Quaresma geldiğinden beri aynı oyunu oynuyor, ilk geldiğinde taraftar çıldırıyordu, sonra diğer Portekizliler gelince bencilliği biraz daha farkedildi ama taraftar yine de mutluydu. Deli İbo takımdan yollanınca herkes kaptan olsun dendi, kaptan olunca da Quaresma aynı oyununu sürdürdü. İlk senesinde çoğunluk ne pahasına olursa olsun Quaresma kalsın diyordu.
Sonra 2. senenin başlayınca Quaresma aynı şekilde devam etti, artık herhalde taraftar Quaresma'ya alıştı ki yaptığı güzel hareketler takım oyununu bozan gereksiz çalımlara, şutlara dönüştü. Quaresma bütün maç durum bir asist yapabiliyor veya gol atabiliyordu. Bu yüzden takım maç kazanırken Quaresma'ya karşı olan daha az kişi vardı. Ama takım 2-0'dan maç verince yine aynı oynayan Quaresma suçlu oldu.
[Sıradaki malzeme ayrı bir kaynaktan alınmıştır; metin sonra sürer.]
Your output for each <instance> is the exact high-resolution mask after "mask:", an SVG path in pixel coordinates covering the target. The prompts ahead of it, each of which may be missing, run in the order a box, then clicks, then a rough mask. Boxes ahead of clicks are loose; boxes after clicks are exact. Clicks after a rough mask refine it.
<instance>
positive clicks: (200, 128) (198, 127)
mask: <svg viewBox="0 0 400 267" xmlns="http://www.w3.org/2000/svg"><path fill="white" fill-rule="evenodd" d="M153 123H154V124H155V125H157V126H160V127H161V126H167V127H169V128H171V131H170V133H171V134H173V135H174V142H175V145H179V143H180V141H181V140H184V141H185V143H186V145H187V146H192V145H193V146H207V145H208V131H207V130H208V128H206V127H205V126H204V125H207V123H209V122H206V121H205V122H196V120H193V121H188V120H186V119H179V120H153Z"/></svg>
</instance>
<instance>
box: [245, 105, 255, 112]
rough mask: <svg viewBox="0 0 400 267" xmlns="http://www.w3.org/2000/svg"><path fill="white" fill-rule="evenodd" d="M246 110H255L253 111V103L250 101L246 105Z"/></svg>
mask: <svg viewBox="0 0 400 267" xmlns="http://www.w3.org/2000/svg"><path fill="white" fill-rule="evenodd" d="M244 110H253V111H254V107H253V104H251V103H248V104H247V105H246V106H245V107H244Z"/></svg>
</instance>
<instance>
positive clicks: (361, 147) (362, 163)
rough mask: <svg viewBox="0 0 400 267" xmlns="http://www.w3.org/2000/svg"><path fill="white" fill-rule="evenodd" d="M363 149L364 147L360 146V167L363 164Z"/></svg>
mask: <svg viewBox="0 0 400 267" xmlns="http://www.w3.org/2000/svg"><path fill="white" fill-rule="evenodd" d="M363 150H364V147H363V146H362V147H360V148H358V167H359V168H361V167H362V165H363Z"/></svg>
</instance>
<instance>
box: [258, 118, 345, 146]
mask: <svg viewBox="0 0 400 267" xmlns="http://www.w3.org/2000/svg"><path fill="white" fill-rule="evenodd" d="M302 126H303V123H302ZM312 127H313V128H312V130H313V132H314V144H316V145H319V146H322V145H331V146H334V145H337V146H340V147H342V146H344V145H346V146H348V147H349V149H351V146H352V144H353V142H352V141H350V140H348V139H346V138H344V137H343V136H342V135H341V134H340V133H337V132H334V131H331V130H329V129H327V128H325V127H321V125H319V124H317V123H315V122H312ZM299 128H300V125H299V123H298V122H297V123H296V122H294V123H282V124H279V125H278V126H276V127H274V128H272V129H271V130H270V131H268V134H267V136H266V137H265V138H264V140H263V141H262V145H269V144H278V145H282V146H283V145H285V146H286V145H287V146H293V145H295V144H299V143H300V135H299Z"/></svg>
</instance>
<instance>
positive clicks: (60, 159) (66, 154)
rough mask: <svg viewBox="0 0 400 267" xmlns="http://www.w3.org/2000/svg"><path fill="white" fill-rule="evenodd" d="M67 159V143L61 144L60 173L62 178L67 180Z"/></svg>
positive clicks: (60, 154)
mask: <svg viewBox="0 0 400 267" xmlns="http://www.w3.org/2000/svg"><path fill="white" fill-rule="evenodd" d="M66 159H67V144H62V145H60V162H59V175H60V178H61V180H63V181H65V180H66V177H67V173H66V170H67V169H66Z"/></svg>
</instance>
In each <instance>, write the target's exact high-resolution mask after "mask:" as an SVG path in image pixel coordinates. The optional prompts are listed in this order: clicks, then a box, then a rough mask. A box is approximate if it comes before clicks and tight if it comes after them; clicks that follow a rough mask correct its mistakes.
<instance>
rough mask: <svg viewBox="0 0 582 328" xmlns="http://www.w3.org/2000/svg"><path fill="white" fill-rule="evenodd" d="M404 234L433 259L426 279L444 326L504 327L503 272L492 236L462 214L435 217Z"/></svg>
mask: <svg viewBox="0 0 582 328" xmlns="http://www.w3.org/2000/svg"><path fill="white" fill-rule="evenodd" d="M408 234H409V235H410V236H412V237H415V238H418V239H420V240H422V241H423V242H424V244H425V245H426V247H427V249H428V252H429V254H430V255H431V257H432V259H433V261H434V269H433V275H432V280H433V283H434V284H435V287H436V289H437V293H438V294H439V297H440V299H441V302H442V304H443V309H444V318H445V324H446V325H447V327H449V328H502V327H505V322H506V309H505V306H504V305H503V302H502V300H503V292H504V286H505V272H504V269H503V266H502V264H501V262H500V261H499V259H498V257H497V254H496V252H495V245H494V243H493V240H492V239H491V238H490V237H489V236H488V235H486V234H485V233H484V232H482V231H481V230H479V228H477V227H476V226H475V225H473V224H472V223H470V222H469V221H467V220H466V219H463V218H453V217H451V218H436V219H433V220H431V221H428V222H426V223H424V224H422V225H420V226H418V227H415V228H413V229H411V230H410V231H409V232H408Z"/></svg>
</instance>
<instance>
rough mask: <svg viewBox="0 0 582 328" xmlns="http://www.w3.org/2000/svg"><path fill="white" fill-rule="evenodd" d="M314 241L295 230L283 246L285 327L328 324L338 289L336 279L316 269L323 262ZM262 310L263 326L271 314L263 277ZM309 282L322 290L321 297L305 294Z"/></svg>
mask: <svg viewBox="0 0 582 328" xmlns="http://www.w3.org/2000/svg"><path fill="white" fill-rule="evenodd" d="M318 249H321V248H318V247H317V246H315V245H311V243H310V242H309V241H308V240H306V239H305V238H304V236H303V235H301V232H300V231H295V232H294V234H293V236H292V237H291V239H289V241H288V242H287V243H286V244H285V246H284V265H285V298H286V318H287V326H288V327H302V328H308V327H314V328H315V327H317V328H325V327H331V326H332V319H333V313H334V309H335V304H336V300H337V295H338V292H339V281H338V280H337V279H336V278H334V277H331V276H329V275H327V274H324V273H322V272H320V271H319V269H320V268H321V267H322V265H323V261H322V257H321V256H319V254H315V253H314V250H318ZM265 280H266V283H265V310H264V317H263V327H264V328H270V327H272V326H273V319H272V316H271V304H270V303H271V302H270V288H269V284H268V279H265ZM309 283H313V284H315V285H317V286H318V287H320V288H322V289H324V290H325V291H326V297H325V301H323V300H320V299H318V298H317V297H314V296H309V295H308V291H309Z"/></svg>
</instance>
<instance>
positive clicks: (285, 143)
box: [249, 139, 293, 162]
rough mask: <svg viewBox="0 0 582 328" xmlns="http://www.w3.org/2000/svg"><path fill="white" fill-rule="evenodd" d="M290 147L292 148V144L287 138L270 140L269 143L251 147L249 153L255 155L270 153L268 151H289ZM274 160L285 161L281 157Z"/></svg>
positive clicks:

Ben bir süredir Beşiktaş taraftarlığını bıraktım(yine de takip ediyorum, alışkanlığı bırakmak zor ), Demirören reklam alabilince Kızılay reklamını bırakan, Schuster'e takımı uzun vadede bırakıyoruz deyip bir kaç kötü maçın ardından yollayan, Deli İbo'ya sene sonu jübile yapacağız diyip ardından unutan bir adam olduğunu ve kendini hiç de geliştirmediğini ve borcu nedeniyle ölene kadar takımda duracağını düşünerek Demirören gidene kadar Beşiktaş'ı tutmamaya karar verdim.
Ama Quaresma olduğunda olanağım varsa Beşiktaş maçlarını izliyorum, çünkü futbolu daha keyifli yapan bir adam, takıma zarar veriyor ama futbolu izlenir yapıyor aynı zamanda. Bence taraftar bir seçim yapmalı, Mustafa Denizli'nin kadrosu gibi bir kadromuz mu olsun şimdiki gibi bir kadromuz mu?
Kaptanlık konusuna gelince bence hem haklısınız hem de abartıyorsunuz. Takımın efsane kaptanları vardı diye Quaresma'nın o seviyede olmasını bekleyemezsiniz ama en azından takıma sahip çıkmasını beklemek gerekir.
Bir de lütfen Ernst'e, Necip'e, Hilbert'e veya takım için savaşan oyunculara bir maç kötüler diye laf etmeyin, takıma faydalı olmak için elinden geleni yapmış bir oyuncunun suçu yoktur.